Die im Grenzraum zwischen Sachsen und Böhmen gehaltenen Ziegen galten als eigene Rasse. Die Tiere konnten unterschiedlich gefärbt sein, waren meist allerdings rehbraun mit schwarzem Streifen auf dem Rücken und schwarzen Unterbeinen. Bei echten Erzgebirgsziegen hatten die weiblichen Tiere keine Hörner. Ihre Euter waren kräftig und konnten im Jahr bis zu 800 Liter Milch geben. Doch ob es heute noch echte Erzgebirgsziegen gibt, ist heute zweifelhaft. Zu DDR-Zeiten war der Bestand drastisch zurückgegangen, dennoch hielten einige Privatleute diese Tiere. Nach Grenzöffnung 1990 wurden jedoch andere Ziegenrassen, vor allem Frankenziegen, eingekreuzt. Als die Fachwelt auf das Problem aufmerksam wurde, war es wahrscheinlich schon zu spät - und die Erzgebirgsziege als eigenständige Rasse ausgestorben. Die noch existierenden Tiere werden von den Züchtern seit einigen Jahren nur noch als Typ der Bunten Deutschen Edelziege geführt.


Erzgebirgsziege

Die schwierigen landwirtschaftlichen Verhältnisse brachten es mit sich, dass seit Ende des 19. Jahrhunderts große Teile der Fluren aufgeforstet wurden. Dazu gehörten unter anderem die steilen Geisinger Leiten, nahezu ein Drittel des heutigen Waldes zwischen Kohlhaukuppe und Zinnwalder Berg, sowie weite Bereiche um die Klengelkuppe und an den Müglitzhängen. Erhebliche weitere Aufforstungen waren nach dem Hochwasser 1927 im Gespräch - in der irrigen Annahme, ein Fichtenforst könne Wasser besser zurückhalten als eine Bergwiese - und auch nach 2002 wurden wieder entsprechende Forderungen erhoben.

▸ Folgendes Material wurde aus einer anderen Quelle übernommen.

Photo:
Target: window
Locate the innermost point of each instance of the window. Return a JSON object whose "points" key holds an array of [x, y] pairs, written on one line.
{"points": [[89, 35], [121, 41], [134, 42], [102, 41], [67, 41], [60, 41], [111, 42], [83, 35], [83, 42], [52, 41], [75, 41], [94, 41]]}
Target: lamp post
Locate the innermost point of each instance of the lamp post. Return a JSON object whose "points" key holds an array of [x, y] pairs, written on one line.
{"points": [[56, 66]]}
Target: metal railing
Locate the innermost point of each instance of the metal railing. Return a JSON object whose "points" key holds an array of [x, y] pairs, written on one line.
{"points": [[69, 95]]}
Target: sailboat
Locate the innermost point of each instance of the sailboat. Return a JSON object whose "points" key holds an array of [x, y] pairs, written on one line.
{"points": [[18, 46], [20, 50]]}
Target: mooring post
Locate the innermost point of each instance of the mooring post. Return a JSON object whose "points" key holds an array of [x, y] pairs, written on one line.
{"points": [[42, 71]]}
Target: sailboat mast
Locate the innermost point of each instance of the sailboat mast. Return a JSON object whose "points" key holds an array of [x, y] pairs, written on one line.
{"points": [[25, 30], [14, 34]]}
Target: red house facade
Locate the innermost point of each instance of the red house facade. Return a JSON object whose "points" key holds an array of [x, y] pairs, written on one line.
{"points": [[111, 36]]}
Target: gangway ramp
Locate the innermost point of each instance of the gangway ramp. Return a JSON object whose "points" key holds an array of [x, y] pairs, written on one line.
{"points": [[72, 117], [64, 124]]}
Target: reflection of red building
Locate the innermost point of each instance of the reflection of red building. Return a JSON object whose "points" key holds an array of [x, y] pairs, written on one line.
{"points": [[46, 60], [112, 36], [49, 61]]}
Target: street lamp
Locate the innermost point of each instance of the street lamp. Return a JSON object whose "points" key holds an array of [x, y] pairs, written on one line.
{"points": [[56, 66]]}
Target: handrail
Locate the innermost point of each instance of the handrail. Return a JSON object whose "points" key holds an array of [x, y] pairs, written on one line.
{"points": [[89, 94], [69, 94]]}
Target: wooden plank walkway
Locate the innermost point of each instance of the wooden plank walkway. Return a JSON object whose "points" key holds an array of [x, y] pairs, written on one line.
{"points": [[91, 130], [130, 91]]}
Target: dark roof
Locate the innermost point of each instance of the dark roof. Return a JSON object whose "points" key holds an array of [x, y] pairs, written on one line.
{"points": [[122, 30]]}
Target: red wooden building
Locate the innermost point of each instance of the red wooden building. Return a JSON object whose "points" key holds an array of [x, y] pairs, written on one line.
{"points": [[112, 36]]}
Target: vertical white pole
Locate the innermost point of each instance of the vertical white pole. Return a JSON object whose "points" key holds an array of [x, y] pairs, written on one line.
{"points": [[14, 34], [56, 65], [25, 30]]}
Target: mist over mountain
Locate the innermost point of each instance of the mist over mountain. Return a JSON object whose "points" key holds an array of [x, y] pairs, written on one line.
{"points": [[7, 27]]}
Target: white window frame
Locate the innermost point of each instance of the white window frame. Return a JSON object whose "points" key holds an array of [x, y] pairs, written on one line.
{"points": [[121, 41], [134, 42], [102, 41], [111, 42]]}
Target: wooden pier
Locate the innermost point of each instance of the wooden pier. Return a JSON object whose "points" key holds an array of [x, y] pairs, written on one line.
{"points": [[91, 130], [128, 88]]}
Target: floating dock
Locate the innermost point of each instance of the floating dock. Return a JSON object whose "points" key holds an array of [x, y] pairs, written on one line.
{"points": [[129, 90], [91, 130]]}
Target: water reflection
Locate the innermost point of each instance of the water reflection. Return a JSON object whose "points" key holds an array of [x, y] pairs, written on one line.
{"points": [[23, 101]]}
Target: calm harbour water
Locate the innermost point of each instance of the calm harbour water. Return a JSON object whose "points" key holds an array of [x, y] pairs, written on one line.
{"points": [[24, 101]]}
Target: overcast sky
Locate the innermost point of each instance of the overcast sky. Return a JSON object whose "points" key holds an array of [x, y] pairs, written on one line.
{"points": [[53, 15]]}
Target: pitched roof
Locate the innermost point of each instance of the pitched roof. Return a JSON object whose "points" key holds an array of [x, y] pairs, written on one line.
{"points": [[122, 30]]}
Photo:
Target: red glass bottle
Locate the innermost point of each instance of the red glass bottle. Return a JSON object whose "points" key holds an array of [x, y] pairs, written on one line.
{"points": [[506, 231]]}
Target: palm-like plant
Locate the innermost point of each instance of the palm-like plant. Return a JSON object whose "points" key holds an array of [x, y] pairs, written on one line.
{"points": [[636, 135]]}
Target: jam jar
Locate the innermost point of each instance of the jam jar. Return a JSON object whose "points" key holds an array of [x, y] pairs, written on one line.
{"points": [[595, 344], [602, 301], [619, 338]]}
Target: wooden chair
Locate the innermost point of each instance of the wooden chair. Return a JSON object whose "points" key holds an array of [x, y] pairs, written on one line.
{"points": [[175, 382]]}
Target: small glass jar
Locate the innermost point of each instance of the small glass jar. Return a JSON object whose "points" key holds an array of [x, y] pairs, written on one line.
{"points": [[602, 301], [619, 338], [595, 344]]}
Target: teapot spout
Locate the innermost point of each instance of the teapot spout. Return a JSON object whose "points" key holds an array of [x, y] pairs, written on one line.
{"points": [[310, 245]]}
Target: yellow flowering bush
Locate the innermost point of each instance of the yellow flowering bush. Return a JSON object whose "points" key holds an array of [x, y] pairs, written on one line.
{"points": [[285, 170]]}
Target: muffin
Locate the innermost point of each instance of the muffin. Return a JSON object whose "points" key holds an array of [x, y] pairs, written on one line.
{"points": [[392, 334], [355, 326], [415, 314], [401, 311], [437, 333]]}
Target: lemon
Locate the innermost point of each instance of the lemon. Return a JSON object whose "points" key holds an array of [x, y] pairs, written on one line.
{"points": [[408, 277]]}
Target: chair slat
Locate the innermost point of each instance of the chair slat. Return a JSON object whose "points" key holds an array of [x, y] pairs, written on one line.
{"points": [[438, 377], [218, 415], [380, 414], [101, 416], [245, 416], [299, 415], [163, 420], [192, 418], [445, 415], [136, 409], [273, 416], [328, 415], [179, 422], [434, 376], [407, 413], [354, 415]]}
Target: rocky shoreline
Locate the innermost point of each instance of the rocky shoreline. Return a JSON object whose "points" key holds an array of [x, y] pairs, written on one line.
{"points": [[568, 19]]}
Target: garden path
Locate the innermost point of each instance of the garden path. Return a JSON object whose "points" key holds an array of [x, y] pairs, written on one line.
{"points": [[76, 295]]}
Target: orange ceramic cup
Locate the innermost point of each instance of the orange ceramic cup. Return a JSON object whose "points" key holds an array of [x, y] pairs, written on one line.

Wo früher die Äcker von Vorderzinnwald lagen, hüllt heute Wald die Steinrücken ein.

Eine schwere Zäsur ergriff den Erzgebirgskamm in den Jahren 1945/46. Wie überall in Nordböhmen sollten die sudetendeutschen Bewohner der böhmischen Erzgebirgsdörfer für die nationalsozialistischen Verbrechen Deutschlands büßen und mussten innerhalb kurzer Zeit ihre Heimat verlassen. Doch eine tschechisch-sprachige Bevölkerung hatte es zuvor hier oben faktisch nicht gegeben. Nach der Volkszählung von 1921 lebten damals in Hinterzinnwald unter 1220 deutschen Bewohnern nur 10 Tschechen, in Vorderzinnwald unter 248 Deutschen ein einziger Tscheche. Das Ergebnis der Vertreibung war eine weitgehende Entvölkerung des Kammgebietes. Vorderzinnwald, Ebersdorf, Böhmisch-Müglitz und Streckenwald wurden bis auf ganz wenige Reste vollkommen aufgegeben und weitgehend dem Erdboden gleichgemacht. Die einstigen Hofstätten erkennt man heute noch an einigen Grundmauern, an erhaltenen alten Dorfbäumen, an Gruppen von Salweiden und anderen Gehölzen, die sich auf dem Bauschutt angesiedelt haben, sowie an Zierpflanzen wie Narzissen, Schneeglöckchen, Flieder, Schneebeere und einigen mächtigen Rosskastanien. An anderen Orten versuchte die Regierung, Tschechen, Slowaken und Roma anzusiedeln. In Cínovec benötigte man Arbeiter für den Bergbau, in Fojtovice sollte Landwirtschaft betrieben werden. Viele der Hinzugezogenen fanden aber keine Beziehung zu der ihnen verordneten neuen Heimat und haben diese inzwischen wieder verlassen. Die Mehrzahl der Häuser in Cinovec wird heute nur noch an Wochenenden bewohnt. Das erst im 19. Jahrhundert gegründete Adolfov/Adolfsgrün blieb als kleiner Wintersportort erhalten.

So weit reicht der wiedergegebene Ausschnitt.